Режиссер Евгений Писарев и дирижер Клеман Нонсье разыграли в театре «Новая опера» редкую оперную комедию — оперу Адольфа Адана «Почтальон из Лонжюмо», представленную год назад в полуконцертном формате. Полноценный спектакль оброс мизансценами, декорациями и костюмами, но сохранил концертный дух. Рассказывает Юлия Бедерова.
Это только кажется, что комическая опера знаменитого балетного композитора Адольфа Адана «Почтальон из Лонжюмо» (1836) — сугубо музейный раритет, хотя сейчас в наших краях она действительно выглядит и звучит диковинной археологической находкой, каких прежде не видывали. В действительности из нескольких десятков комических партитур Адана «Почтальон» удостоился самой громкой славы и многие годы пользовался большой популярностью. Впрочем, бурная биография в итоге увенчалась тем, что в памяти меломанов осталось, в сущности, одно только знаменитое рондо главного героя — легкомысленного и во всех смыслах мобильного почтальона (не письмоносца, а возничего почтовой кареты) Шаплу, смывшегося с собственной свадьбы.

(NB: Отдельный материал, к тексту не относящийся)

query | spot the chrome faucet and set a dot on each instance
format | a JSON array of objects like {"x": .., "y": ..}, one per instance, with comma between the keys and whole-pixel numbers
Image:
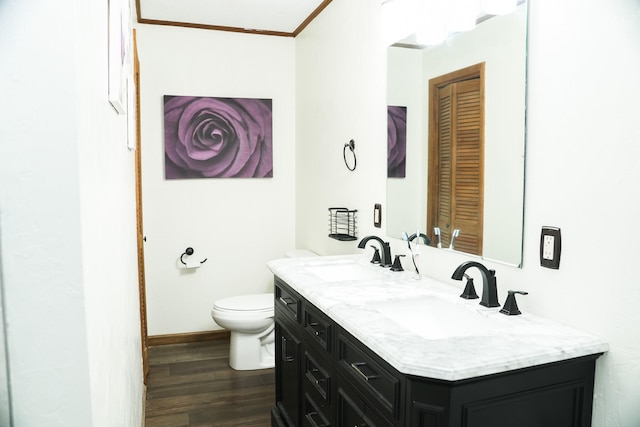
[
  {"x": 489, "y": 286},
  {"x": 385, "y": 249}
]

Причина бегства не проблемы с невестой (там как раз все хорошо), а голос, позволяющий нашему герою брать верхнее ре, поражая не только публику в зале, но и соседей по сюжету.
Свадьба с хорами, дуэтом молодых и песенкой Шаплу проходит на почтовой станции, так что проезжий импресарио не упускает случая соблазнить поющего героя оперной карьерой. Дальше начинаются превращения. Почтальон превращается в парижскую звезду, брошенная невеста — в богатую красавицу (наследство тетушки успевает как раз в нужный момент, он наступает через добрые десять лет), ее никто не узнает, включая беглого мужа, хотя за десять лет она ничуть не изменилась, и дело идет к фиктивной свадьбе, которая оказывается реальной. Специалист по верхним нотам будет казнен за двоеженство, если только не выяснится, что Мадам де Латур и Мадлен, невесты новая и прежняя,— одно и то же лицо. В комической опере об исчезающем на глазах виде почтового сообщения и других исчезающих феноменах, включая аристократическое изящество уходящего искусства и привязанность к родным профессиям и краям, Мадлен не злючка. Так что свадьбы заканчиваются не похоронами, а веселым финалом с дуэтом молодых (теперь на мотив песенки Шаплу) и хором с поучительными нотками.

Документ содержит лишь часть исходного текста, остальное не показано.